I sugget you buy a _*One Book / One Caliber*_ manual for the 10mm and 40S&W; it's jammed with LOTS of loads from every commercial outfit that publishes them.


----------



## Surculus Solitudo (Aug 18, 2009)

I just started reloading and only have one powder...So I guess my favorite would be Titegroup.:smt002


----------



## hawcer (Feb 22, 2008)

I also use titegroup alot (380,9mm,40,38special,357mag) ... I have also used WST, and bullseye. All are good for the range. WST has very few loads for handgun,mainly 45acp is what I use it for...I got it cheap,so I'll use it rill it's gone. A friend gave me the bullseye,but it is a bit smokey for my liking.
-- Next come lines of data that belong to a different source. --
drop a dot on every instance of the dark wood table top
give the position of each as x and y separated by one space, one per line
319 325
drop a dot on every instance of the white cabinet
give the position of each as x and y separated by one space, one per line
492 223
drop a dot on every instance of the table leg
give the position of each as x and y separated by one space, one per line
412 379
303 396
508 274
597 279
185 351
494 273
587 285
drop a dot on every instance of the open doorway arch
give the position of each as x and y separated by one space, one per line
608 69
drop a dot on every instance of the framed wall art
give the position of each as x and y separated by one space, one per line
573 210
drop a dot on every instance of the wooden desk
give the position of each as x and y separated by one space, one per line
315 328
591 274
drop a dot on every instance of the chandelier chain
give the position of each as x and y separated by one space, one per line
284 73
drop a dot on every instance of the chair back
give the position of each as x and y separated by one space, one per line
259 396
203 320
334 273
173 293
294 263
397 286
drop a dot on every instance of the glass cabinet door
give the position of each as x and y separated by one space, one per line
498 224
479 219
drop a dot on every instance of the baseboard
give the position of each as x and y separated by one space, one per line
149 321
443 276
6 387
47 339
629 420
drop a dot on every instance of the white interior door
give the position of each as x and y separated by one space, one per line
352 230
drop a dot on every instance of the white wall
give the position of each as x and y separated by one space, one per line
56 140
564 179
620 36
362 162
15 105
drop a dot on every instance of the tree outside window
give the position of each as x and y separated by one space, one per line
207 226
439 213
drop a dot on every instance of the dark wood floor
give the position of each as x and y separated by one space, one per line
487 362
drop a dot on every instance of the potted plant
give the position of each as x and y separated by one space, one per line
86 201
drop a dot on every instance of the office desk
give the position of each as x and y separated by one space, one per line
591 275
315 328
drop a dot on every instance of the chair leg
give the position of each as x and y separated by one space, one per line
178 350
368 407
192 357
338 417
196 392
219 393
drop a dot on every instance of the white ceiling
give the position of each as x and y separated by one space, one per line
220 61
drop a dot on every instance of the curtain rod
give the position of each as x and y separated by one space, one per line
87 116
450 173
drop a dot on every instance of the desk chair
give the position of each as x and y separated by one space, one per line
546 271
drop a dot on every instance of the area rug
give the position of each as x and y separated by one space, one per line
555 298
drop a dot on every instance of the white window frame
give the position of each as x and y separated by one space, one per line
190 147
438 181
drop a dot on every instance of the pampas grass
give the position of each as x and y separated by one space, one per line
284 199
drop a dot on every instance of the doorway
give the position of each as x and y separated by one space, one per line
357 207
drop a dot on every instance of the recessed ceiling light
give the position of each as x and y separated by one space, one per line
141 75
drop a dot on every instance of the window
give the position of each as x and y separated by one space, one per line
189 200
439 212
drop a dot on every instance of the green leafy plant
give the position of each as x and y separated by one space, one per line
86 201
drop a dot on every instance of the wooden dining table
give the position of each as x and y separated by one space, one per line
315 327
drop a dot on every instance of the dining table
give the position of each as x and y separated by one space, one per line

Win 231 is a good powder to reload almost any handgun round.

Since I shoot 99.99999% at the range ,I use off the shelf ammo for self defence(Gold dot).


----------



## Baldy (Jun 21, 2006)

I use W-231 and Bullseye for about everything except mag loads and then I like W-296.


----------



## DevilsJohnson (Oct 21, 2007)

Baldy said:


> I use W-231 and Bullseye for about everything except mag loads and then I like W-296.


I've used about everything for 9mm I liked the Winchester 231 best but for a 40 o 45 it was not as good in my pistols as I wanted.Titegroup was a lot harder to clean in the bore larger pistols. It grouped pretty good though. I started using Unique and am getting great results so far. I've been able to get loads that work really well in more than one pistol and not have to load different for each 45, each 40 etc.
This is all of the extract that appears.